Tras el 2-1 los minutos corrían como Usain Bolt por la pista de atletismo, como la tapada por césped artificial en ese intento de estadio de fútbol llamado La Cartuja. Osasuna lo intentó hasta el final, lástima esa de Kike Barja que no pudo rematar porque Carvajal metió el pie, o antes la de Abde que sacó también Carvajal. Osasuna llegó a disparar más veces a puerta que el Madrid, pero el fútbol puede ser muy injusto. El pitido final cayó como un rayo fulminante en los corazones rojillos, se acabó.

Ver a mi equipo roto por no poder corresponder a su afición es algo que no voy a olvidar nunca. Muchos lloraron, a mí me faltó poco, pero recogimos los pedazos de la desilusión (que no decepción), y con la cabeza muy alta seguimos alentando a Osasuna, ese club humilde de presupuesto ridículo comparado con el del club madridista. En una unión perfecta, jugadores, cuerpo técnico y aficionados nos aplaudimos los unos a los otros con el alma ensanchada porque nuestro pequeño club se había hecho enorme. Había demostrado que se puede jugar de tú a tú a un megaequipo millonario plagado de títulos como el Real Madrid. Hicimos perder el tiempo a Courtois, desquiciamos a Vinicius; más de media España estaba con nosotros, demostramos que el sentimiento por unos colores puede ser más grande y tener más valor que todos los trofeos del mundo. Ahí estaba la afición del Madrid casi en silencio contemplando otra copa más. Y ahí estaba esa grada roja sonriendo a pesar de todo, subcampeones de Copa pero ganadores de todo lo demás. De la diversión, el disfrute, el apoyo incondicional, el saber perder, el compañerismo, el sentimiento de pertenencia.

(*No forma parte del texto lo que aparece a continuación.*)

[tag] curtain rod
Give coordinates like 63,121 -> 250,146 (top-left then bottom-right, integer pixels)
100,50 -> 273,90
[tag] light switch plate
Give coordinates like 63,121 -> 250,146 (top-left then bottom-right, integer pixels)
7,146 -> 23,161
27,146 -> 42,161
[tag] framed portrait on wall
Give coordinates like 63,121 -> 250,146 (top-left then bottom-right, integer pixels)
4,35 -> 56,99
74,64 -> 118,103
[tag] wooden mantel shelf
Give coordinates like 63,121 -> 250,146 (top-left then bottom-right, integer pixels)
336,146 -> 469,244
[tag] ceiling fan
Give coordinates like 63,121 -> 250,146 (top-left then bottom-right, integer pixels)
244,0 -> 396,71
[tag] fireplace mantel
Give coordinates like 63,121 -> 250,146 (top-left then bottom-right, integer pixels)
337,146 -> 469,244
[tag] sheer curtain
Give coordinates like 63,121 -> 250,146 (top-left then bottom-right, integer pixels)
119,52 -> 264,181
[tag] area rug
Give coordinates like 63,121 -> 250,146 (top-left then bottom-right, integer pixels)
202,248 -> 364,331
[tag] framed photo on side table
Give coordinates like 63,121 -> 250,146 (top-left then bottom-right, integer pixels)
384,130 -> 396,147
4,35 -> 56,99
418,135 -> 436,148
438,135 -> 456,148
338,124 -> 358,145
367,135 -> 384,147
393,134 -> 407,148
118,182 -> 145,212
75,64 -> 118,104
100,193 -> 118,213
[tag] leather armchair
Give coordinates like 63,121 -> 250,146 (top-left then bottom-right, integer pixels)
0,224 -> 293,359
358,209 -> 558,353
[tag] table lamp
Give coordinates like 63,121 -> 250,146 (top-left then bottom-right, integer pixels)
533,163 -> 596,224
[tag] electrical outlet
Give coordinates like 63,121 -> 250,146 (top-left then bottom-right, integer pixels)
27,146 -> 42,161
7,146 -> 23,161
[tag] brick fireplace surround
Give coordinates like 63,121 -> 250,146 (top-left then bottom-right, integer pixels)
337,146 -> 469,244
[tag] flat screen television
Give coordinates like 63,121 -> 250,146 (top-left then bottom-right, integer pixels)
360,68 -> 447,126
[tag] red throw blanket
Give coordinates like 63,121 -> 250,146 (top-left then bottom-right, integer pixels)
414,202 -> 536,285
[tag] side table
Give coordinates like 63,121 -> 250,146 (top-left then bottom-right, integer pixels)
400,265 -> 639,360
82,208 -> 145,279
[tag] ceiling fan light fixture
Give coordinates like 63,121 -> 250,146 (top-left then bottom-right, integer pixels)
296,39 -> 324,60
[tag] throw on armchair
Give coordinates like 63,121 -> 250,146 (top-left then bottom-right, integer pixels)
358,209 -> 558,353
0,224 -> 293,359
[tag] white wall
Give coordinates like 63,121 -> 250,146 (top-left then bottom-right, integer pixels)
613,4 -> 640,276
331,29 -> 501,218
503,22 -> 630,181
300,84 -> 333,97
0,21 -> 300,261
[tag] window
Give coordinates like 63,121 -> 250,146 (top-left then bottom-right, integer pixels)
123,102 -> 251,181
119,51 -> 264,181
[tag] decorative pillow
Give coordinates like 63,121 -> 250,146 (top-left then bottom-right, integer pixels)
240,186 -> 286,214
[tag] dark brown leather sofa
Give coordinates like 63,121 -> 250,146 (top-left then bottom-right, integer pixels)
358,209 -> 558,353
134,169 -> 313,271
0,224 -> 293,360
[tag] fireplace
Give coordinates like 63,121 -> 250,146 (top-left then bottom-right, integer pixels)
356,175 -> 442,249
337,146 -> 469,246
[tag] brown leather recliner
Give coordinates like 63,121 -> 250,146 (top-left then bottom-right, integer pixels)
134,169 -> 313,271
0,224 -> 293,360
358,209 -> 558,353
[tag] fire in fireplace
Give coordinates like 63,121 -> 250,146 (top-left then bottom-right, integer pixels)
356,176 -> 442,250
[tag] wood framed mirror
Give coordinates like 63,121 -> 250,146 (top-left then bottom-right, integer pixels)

Llevo tres días (el partido fue el 6 de mayo) sin parar de ver vídeos en internet; vídeos de las calles de Sevilla, del recibimiento al autobús del equipo (tremendas imágenes, pelos de punta), vídeos del partido, declaraciones de jugadores, de Jagoba, de Braulio, del presidente Sabalza; vídeos del riau-riau, del gol de Torró, de gente que no conozco saltando como loca en una grada que casi se viene abajo, valla rota incluida.

Pocas cosas nos unen a los navarros como este club. Osasuna nunca se rinde. Y algún día levantaremos un trofeo de metal con inscripción y lazos y todo eso. Pero nuestro mejor trofeo ya lo tenemos desde hace 102 años, y se llama osasunismo.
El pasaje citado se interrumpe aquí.